Making a local server publicly accessible

Let’s say you’re making an application that needs to respond to some sort of HTTP callbacks, like GitHub hooks, Twilio SMS callbacks, etc.; these services need to connect to a public server to send the relevant data to. Or let’s say you simply want to have someone try your web application that you are hosting locally, but they aren’t on the same network as you are. For these sorts of things, you can’t normally just use a local server; your computer is probably behind a firewall, so Github, Twilio, your friend etc. wouldn’t be able to establish a connection to it. So you need some way to allow these things to make that connection.


Ngrok is a super easy, free tool for temporarily making a local server public, which is handy for all sorts of things.

It creates an ssh tunnel from your computer to ngrok’s servers, then gives you an ngrok url that you can use, which will forward all traffic securely to your computer. After installing ngrok, running ./ngrok http 80 is all you need to do to set up the ssh tunnel, giving you a domain like which you can use.

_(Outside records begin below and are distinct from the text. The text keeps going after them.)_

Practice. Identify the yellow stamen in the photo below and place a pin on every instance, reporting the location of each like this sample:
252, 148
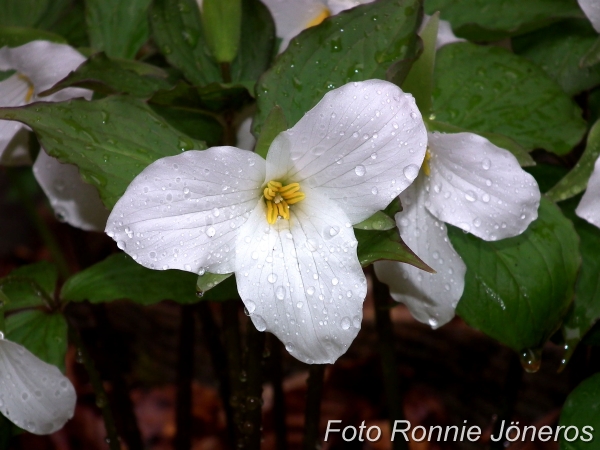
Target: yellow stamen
426, 168
30, 88
279, 198
324, 14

All requests made to that URL will then be routed through the ssh tunnel to your computer, meaning if you have a web server running on port 80 of your computer, it is now publically accessible (as long as ./ngrok is running in your shell) via the ngrok url.

How to make your own ngrok

It turns out it’s pretty darn easy to make your own hosted version of ngrok if you have root access to a public server (like a VPS)! In fact, all it is is a single ssh command (as well as changing one line in your sshd configuration file). This will let you use your own domain name or IP address as your proxy server rather than ngrok’s. The command is:

ssh -nNTR <remote port>:localhost:<local port> username@server_address

Not too hairy is it? I’ll break it down:

  • The -nNT flags make ssh not enter interactive mode, not run any remote commands, and disable pseudo-TTY allocation (No shell necessary, just port forwarding).
  • <remote port> is the port on your remote server that you want to proxy to your local server.
  • localhost is specifying the location of the destination server for the requests entering this ssh tunnel.
  • <local port> is used to specify what port of your computer your application is running on.
  • username@server_address is your remote server: what you would normally put after ssh when establishing a normal ssh connection to your server.

Running this command establishes the connection to your remote server, but for security reasons, the only host allowed to access your local machine from your remote server is your remote server. This means you could curl your local server from the remote one, but you couldn’t access your local server via the remote server from anywhere but the remote server.

To fix this, you just need to direct sshd, the process that manages all ssh connections, to allow all hosts to access your forwarded port. Simply add this line to your sshd configuration file, which is probably located at /etc/ssh/sshd_config (you’ll need to edit as root, so use sudo):

GatewayPorts yes

And then restart sshd:

sudo service ssh restart

And that’s all! Now, when you run the ssh command above, it will create an ssh tunnel to your server, making your local server accessible to anyone via your remote server.

An example

Let’s run through a quick example to see this in action; this assumes you have root access to an external server, have edited the sshd configuration file, and have restarted sshd.

In one shell (locally), run:

mkdir tunnel-test
cd tunnel-test
touch hello.text
python -m SimpleHTTPServer 1234

to create a new directory with a single file in it and run a simple server to serve the contents of that directory.

Now open another shell and run:

ssh -nNTR 2345:localhost:1234 root@YOUR-IP-ADDRESS

(You may have to type your password, if you don’t have SSH Keys set up!)

If you now open a web browser and navigate to YOUR-IP-ADDRESS:2345, it should show you a directory listing for the tunnel-test directory you made. This means you’ve succesfully proxied the connection from your remote server to your local computer!! Now you can easily share your server in progress with others, before you ever have to think about deploying it!